Combine all pastry ingredients except egg white in bowl. Beat at low speed, scraping bowl often, until well mixed. Divide dough in half; flatten each to about 1/2-thick rectangle. Wrap in plastic food wrap; refrigerate 15 minutes.
Whisk egg white in bowl until frothy; set aside.
Combine all filling ingredients in another bowl except raspberry preserves; beat until smooth.
Roll out half of dough, on lightly floured surface, into 12x8-inch rectangle. Use ruler or straight edge to gently push in sides to keep straight. Cut into six (4-inch) squares.
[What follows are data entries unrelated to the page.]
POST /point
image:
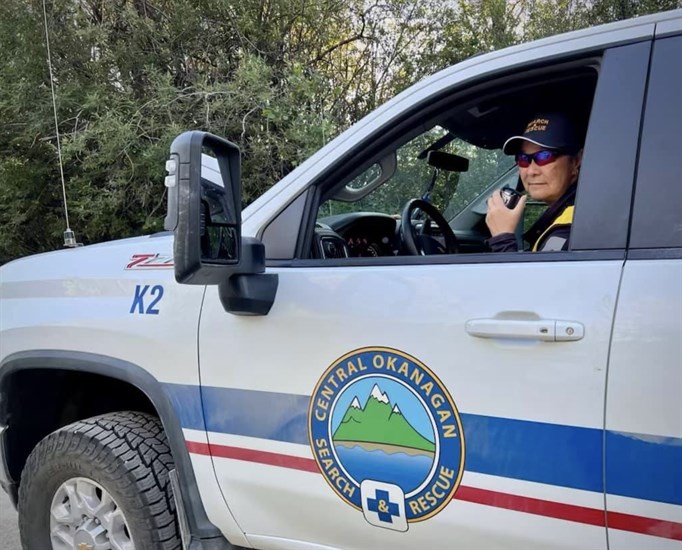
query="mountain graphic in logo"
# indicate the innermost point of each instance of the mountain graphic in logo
(380, 425)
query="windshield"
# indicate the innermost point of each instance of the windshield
(412, 177)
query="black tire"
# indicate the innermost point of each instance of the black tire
(127, 454)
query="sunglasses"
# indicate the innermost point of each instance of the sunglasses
(541, 158)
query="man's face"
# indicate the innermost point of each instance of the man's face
(549, 182)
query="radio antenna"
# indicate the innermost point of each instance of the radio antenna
(69, 235)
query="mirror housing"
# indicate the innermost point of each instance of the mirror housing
(204, 213)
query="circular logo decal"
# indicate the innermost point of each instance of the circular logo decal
(387, 436)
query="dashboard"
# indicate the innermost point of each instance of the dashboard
(357, 234)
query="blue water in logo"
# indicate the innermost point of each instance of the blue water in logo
(406, 471)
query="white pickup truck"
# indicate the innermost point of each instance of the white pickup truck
(340, 366)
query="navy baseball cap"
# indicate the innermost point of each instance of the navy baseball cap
(549, 130)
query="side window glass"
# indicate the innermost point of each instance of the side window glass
(657, 215)
(429, 193)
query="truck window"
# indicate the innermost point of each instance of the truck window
(469, 167)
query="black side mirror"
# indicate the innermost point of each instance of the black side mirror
(204, 213)
(204, 207)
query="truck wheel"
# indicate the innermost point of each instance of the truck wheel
(100, 483)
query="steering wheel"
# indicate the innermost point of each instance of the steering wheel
(420, 243)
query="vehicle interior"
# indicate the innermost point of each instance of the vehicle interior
(426, 192)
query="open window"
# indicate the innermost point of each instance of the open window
(448, 155)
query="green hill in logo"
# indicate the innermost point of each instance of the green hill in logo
(379, 425)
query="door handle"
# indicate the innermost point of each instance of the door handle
(546, 330)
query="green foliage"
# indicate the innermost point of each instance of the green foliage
(278, 78)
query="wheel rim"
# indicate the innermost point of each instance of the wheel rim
(84, 516)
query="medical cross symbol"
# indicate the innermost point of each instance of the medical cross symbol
(383, 506)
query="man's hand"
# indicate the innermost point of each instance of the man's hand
(501, 219)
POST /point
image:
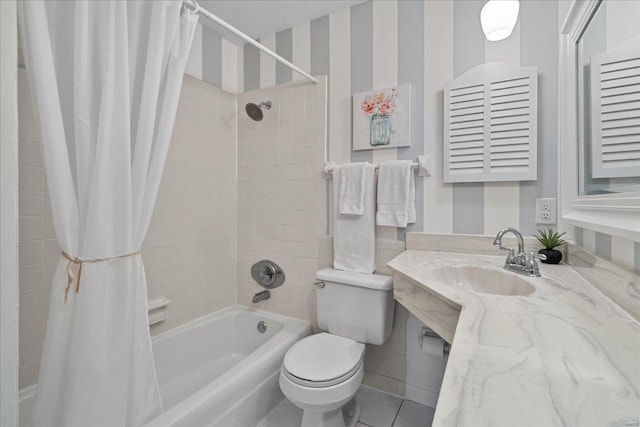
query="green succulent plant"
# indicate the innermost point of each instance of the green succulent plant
(550, 239)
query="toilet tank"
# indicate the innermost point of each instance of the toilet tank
(355, 305)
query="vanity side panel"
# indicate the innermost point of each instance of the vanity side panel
(431, 309)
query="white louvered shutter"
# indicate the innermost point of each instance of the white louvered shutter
(615, 118)
(490, 124)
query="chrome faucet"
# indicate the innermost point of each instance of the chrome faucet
(519, 262)
(261, 296)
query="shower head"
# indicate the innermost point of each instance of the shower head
(255, 111)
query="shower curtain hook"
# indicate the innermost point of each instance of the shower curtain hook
(194, 4)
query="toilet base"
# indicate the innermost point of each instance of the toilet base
(347, 416)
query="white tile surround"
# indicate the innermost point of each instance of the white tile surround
(190, 249)
(282, 195)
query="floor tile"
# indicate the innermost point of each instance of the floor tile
(377, 408)
(286, 414)
(414, 415)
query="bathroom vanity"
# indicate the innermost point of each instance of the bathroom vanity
(539, 351)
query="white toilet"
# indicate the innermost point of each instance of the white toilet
(322, 373)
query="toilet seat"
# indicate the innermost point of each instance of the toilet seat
(323, 360)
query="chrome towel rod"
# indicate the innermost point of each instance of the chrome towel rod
(422, 166)
(194, 6)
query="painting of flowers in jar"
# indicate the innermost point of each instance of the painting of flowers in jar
(382, 118)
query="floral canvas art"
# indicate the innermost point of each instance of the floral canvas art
(382, 118)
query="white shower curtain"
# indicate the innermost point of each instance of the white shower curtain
(105, 78)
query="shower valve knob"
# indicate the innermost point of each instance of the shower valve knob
(267, 274)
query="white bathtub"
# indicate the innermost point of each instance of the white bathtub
(219, 370)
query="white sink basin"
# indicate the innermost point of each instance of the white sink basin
(483, 280)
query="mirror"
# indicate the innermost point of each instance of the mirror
(608, 91)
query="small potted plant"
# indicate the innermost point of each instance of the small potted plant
(550, 239)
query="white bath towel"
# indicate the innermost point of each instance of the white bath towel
(396, 194)
(354, 246)
(351, 192)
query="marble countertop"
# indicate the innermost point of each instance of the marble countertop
(564, 355)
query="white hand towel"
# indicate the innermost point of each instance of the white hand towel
(354, 236)
(411, 206)
(351, 192)
(396, 194)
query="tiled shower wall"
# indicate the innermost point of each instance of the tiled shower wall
(282, 195)
(190, 249)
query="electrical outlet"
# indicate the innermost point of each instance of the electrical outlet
(546, 211)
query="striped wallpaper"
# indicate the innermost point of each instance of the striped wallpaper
(213, 59)
(378, 44)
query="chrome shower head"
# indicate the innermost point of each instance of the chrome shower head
(255, 111)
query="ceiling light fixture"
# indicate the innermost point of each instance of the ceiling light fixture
(498, 18)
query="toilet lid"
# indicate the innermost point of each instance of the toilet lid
(323, 357)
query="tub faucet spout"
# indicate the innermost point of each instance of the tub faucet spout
(261, 296)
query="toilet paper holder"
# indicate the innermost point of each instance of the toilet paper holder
(429, 333)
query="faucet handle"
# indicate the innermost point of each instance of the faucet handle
(534, 256)
(532, 266)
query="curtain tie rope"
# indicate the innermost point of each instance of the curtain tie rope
(80, 261)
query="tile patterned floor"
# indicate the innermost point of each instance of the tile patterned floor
(377, 409)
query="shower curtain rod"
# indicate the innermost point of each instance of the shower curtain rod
(193, 5)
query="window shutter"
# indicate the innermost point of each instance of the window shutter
(490, 129)
(615, 118)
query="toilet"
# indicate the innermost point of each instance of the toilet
(322, 373)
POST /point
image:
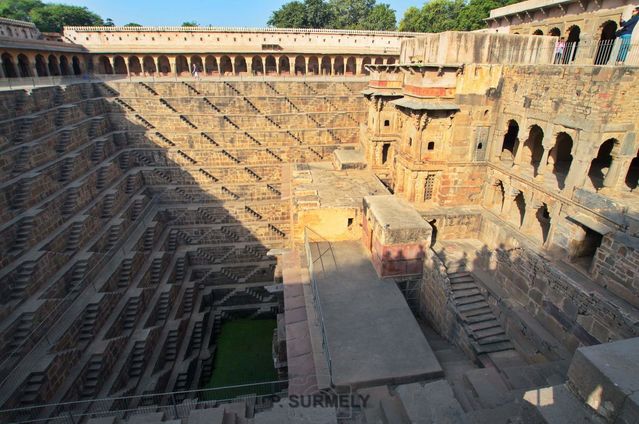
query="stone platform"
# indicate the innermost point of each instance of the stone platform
(371, 334)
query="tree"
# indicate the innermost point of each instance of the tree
(450, 15)
(290, 15)
(52, 17)
(348, 14)
(318, 14)
(295, 14)
(18, 9)
(434, 16)
(412, 20)
(380, 18)
(473, 15)
(49, 17)
(338, 14)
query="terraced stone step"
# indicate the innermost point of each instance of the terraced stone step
(488, 332)
(466, 292)
(478, 315)
(466, 300)
(475, 305)
(481, 325)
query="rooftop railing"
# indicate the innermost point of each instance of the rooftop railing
(175, 405)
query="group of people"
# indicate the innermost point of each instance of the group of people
(564, 52)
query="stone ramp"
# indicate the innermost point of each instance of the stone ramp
(372, 336)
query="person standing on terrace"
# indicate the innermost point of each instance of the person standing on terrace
(624, 33)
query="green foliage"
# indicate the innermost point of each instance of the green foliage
(348, 14)
(52, 17)
(290, 15)
(381, 18)
(48, 17)
(18, 9)
(449, 15)
(338, 14)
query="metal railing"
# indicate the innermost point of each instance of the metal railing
(316, 299)
(174, 405)
(34, 82)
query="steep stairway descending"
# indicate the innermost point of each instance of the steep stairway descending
(480, 323)
(137, 359)
(148, 88)
(21, 332)
(91, 379)
(191, 88)
(88, 322)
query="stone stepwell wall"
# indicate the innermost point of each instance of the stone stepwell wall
(537, 299)
(133, 224)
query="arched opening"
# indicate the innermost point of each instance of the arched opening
(385, 151)
(164, 66)
(64, 66)
(433, 235)
(135, 68)
(8, 66)
(270, 66)
(518, 212)
(54, 68)
(338, 66)
(23, 66)
(560, 157)
(300, 65)
(41, 66)
(285, 65)
(226, 67)
(351, 66)
(601, 164)
(313, 65)
(326, 66)
(366, 61)
(181, 66)
(75, 63)
(197, 61)
(498, 198)
(256, 66)
(632, 177)
(533, 148)
(119, 66)
(240, 65)
(606, 42)
(511, 140)
(210, 65)
(572, 43)
(543, 218)
(149, 65)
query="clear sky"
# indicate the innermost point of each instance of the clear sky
(247, 13)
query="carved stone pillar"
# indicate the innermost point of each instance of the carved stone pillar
(617, 172)
(509, 201)
(358, 65)
(172, 65)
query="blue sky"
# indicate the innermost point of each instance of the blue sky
(250, 13)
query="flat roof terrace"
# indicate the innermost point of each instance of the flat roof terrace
(371, 335)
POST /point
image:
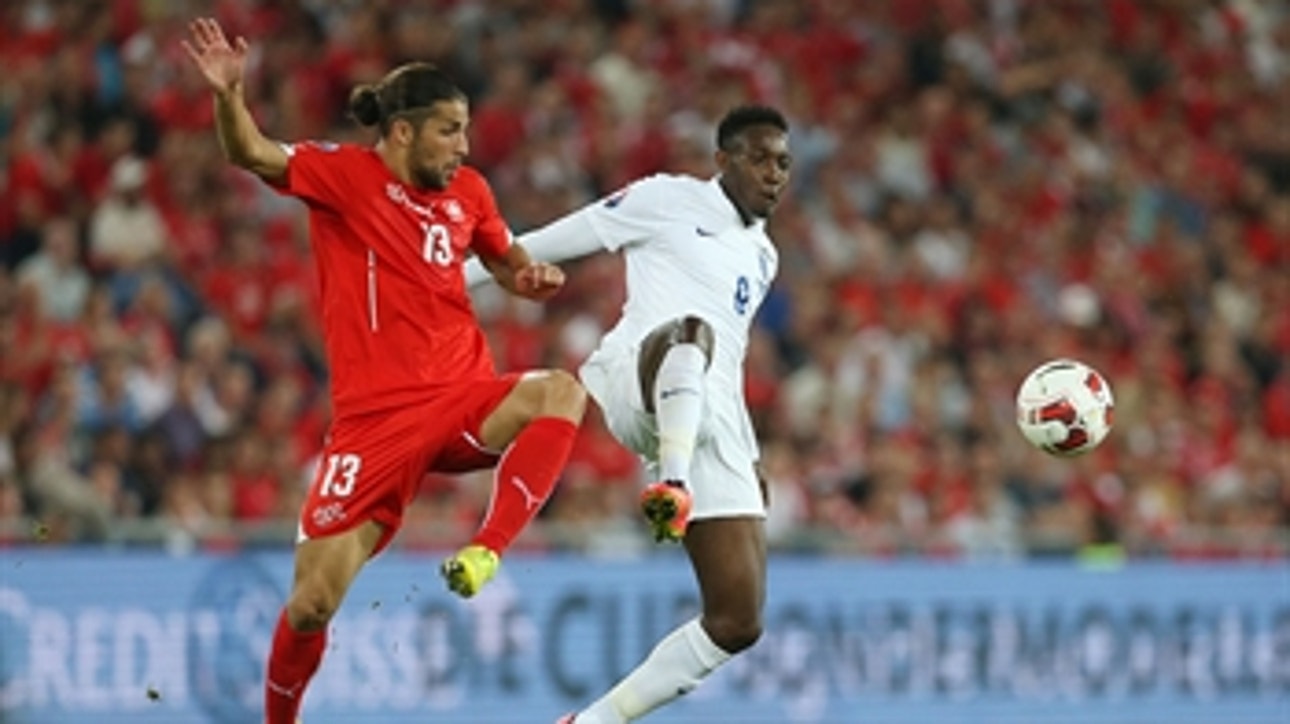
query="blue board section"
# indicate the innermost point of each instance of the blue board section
(88, 636)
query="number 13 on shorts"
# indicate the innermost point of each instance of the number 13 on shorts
(339, 476)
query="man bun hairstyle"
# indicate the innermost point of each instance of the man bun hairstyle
(743, 118)
(405, 92)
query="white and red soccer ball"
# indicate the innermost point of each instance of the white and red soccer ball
(1064, 408)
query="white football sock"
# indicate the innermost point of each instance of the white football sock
(677, 665)
(679, 408)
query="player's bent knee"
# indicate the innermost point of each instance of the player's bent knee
(311, 608)
(563, 396)
(733, 634)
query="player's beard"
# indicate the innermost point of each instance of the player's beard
(430, 177)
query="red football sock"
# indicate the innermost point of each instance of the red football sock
(524, 480)
(292, 663)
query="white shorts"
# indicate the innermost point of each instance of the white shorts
(723, 479)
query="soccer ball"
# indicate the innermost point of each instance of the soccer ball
(1064, 408)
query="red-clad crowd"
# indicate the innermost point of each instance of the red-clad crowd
(977, 187)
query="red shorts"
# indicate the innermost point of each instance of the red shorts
(372, 463)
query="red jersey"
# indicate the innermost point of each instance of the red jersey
(396, 318)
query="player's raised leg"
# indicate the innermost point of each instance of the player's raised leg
(674, 360)
(324, 571)
(535, 425)
(729, 558)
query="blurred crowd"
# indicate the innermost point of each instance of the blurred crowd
(978, 186)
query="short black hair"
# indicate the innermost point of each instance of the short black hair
(737, 120)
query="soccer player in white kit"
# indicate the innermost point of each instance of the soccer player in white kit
(670, 381)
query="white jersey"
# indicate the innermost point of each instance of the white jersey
(688, 252)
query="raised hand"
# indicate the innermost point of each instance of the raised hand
(221, 62)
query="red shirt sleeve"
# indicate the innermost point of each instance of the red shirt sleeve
(319, 173)
(492, 235)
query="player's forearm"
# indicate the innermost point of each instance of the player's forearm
(566, 238)
(241, 141)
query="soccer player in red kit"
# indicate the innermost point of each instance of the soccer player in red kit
(413, 385)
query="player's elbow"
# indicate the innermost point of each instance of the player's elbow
(733, 634)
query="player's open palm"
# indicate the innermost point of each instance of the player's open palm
(221, 62)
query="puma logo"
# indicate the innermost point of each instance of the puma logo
(530, 501)
(289, 692)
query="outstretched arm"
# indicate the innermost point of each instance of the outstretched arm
(564, 239)
(223, 65)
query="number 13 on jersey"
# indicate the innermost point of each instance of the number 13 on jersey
(339, 476)
(437, 244)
Place 2 teaspoons filling and 1 teaspoon raspberry preserves into center of each square. Lightly brush edges with egg white. Fold 1 corner of dough over filling to form triangle. Pinch edges to seal; crimp with fork, if desired. Place onto lightly greased baking sheets. Repeat with remaining dough and filling.
Brush tops of turnovers with remaining egg white. Carefully prick 2 or 3 times with fork. Bake 20-25 minutes or until light golden brown. Cool 10 minutes.
Stir together powdered sugar, lemon juice, lemon zest and enough water for desired glazing consistency in bowl; spread or drizzle over turnovers. Serve warm or cool. Store cooled turnovers in container with tight-fitting lid.